Рюрик Ивнев - Богема
Я не помнил, как очутился за кулисами, не видел растерянной улыбки Есенина, натянуто поздравляющего с успехом, не замечал клычковских глаз, тяжелых, как вагоны, груженные свинцом, не слышал зависти маленьких поэтов, похожих на дохлых крыс, не отдавал отчета в успехе, завоеванном у толпы, которую презирал и ненавидел. Сейчас, к своему стыду, я ее любил за теплоту, которой она окутала мне душу. Откуда берется у нее такой запас разнообразных качеств — благородства, нежности, глубины и наряду с этим злобы, низости, мрачного тупоумия? «Впрочем, — думал я, — в каждой толпе в сотни раз увеличен запас того, что находится в сердце человека. Масса, как и отдельный человек, — инструмент. Его струны могут звучать нежно и робко, а иногда бравурно, дико, грубо, и в том и в другом звуке есть смысл и оправдание».
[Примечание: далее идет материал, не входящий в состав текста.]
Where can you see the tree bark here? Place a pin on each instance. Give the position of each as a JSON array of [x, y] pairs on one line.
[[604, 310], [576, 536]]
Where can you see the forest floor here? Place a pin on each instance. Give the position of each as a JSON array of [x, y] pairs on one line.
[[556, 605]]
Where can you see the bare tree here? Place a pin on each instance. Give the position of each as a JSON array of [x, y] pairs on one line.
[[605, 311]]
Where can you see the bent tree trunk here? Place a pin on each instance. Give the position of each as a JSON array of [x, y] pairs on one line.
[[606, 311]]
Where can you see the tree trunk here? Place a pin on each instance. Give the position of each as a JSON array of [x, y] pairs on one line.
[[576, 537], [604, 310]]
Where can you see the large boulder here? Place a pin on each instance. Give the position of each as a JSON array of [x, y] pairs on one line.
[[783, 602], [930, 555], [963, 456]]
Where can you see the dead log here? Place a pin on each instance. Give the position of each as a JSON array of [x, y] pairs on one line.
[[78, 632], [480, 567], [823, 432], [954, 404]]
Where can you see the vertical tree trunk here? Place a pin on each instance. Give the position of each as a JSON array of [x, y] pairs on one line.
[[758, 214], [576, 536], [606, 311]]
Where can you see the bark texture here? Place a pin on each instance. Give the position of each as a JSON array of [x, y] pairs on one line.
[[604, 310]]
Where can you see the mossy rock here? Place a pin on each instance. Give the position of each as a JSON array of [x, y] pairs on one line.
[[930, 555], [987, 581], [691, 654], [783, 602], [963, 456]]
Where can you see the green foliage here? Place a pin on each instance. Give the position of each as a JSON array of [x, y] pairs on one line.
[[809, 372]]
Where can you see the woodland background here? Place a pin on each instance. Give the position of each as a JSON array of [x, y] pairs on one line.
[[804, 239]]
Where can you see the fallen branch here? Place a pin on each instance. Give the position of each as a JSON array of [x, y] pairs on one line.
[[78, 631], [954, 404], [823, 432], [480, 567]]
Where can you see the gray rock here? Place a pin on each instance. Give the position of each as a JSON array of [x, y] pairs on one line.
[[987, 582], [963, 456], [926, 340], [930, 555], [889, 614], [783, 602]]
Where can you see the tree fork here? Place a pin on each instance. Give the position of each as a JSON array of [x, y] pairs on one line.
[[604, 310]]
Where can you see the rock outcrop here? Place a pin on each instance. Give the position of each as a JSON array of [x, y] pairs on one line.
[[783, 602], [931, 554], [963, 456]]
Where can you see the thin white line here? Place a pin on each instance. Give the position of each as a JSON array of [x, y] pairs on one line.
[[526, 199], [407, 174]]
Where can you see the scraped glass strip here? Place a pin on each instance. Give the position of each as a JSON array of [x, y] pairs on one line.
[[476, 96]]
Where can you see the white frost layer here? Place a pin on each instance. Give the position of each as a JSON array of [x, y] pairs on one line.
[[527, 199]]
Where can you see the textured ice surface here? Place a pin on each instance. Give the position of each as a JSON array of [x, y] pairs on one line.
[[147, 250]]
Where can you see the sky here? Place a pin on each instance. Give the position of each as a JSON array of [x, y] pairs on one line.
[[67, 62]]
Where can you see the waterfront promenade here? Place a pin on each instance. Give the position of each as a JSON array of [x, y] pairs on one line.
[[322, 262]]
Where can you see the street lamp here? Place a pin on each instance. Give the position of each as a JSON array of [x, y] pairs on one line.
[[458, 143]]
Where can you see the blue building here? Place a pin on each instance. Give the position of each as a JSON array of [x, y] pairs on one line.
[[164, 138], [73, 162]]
Я опомнился, когда услышал гневный голос Мариенгофа:
— Я от тебя не ожидал такого предательства!
— Ты похож на разгневанного ангела. — Я улыбнулся.
— Шутками не отвертишься. Тебе не стыдно? Зачем ты читал этим олухам? Мы условились их разнести, выругать Долидзе, что он поставил на афишу фамилии наши без спроса, и уйти, хлопнув дверью. А ты увидел в первом ряду смазливую рожицу и растаял.
— Не сердись, ей-богу, не знаю, как это случилось, какое-то наваждение.
— Брось дурака валять. Противно слушать! Кликуша! Наваждение! Внушение! Тьфу!
— Коли не веришь, — рассердился я, — сам читай отповедь!
— И прочту, — крикнул Мариенгоф, направляясь к эстраде.
В этот момент его и позвали.
Не знаю, что говорил Анатолий, зато услышал ответ аудитории — крик, свист, топанье, возгласы: «Вон!.. Вон!.. Долой!..»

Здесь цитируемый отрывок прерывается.